それでは、「収入すべき金額」に含まれる経済的な利益とは何か、所得税法基本通達36-15は、以下のように具体的に例示しています。

  1. 物品その他の資産の譲渡を無償又は低い対価で受けた場合におけるその資産のその時における価額又はその価額とその対価の額との差額に相当する利益
    • 販売業者等が広告宣伝用資産の譲渡を受けた場合(所基通36-18)
    • 広告宣伝のための賞品の評価(所基通36-20)
    • 使用人等が使用者から受ける表彰金品や記念品、自社の商品、製品その他の利益(所基通36-21から同36-26まで)
    • 使用人等が使用者から受ける食事、商品、製品等の評価(所基通36-36から同36-39まで)
  2. 土地、家屋その他の資産(金銭を除く。)の貸与を無償又は低い対価で受けた場合における通常支払うべき対価の額又はその通常支払うべき対価の額と実際に支払う対価の額との差額に相当する利益
    • 使用人等が使用者から受ける住宅等の賃貸料相当額の利益(所基通36-40から同36-48まで)
  3. 金銭の貸付け又は提供を無利息又は通常の利率よりも低い利率で受けた場合における通常の利率により計算した利息の額又はその通常の利率により計算した利息の額と実際に支払う利息の額との差額に相当する利益
    • 使用人等が使用者から受ける利息相当額の利益及びその評価(所基通36-28、同36-49)
  4. (2)及び(3)以外の用益の提供を無償又は低い対価で受けた場合におけるその用益について通常支払うべき対価の額又はその通常支払うべき対価の額と実際に支払う対価の額との差額に相当する利益
    • 使用人等が使用者から受ける用益の提供及びその評価(所基通36-29、同36-50)
  5. 買掛金その他の債務の免除を受けた場合におけるその免除を受けた金額または自己の債務を他人が負担した場合における当該負担した金額に相当する利益
    • 債務免除益(所法44の2②、所基通44の2-1

[1] ただし、昭和62年の税制改正で、特定の支出の負担を余儀なくされるサラリーマンの負担を考慮し、給与所得者についても確定申告への道を拓くとする趣旨で、「給与所得者の特定支出控除」の制度が導入された。この制度により、収入に対応する実額経費の一部の控除が認められる。

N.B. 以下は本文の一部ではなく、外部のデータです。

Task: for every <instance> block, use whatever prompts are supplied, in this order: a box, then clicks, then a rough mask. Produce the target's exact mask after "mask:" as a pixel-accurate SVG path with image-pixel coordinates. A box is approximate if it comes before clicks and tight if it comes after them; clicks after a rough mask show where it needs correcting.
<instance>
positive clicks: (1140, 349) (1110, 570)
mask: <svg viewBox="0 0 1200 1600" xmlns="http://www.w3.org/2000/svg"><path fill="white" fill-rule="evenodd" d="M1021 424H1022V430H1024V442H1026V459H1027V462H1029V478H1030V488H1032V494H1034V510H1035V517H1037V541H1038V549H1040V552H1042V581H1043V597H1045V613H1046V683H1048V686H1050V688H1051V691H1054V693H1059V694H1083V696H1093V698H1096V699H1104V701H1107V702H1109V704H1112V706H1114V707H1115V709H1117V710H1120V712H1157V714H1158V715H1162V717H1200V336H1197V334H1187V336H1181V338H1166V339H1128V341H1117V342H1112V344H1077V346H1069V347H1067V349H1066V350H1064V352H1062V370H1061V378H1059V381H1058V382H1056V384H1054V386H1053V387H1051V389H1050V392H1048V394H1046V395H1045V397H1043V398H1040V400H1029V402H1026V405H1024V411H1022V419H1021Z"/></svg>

[2] 租税法で一般に用いられる「価額」の用語は、客観的交換価値すなわち時価をいうものと解される。

[3] ここでいう債権の金額についても、客観的な交換価値として評価されるものであることはいうまでもない。

[4] したがって、例えば、時の経過とともに発生が認識される未収利息は、支払期日が到来していない限り債権として成立していないため、税務上収入に計上されることはないであろう。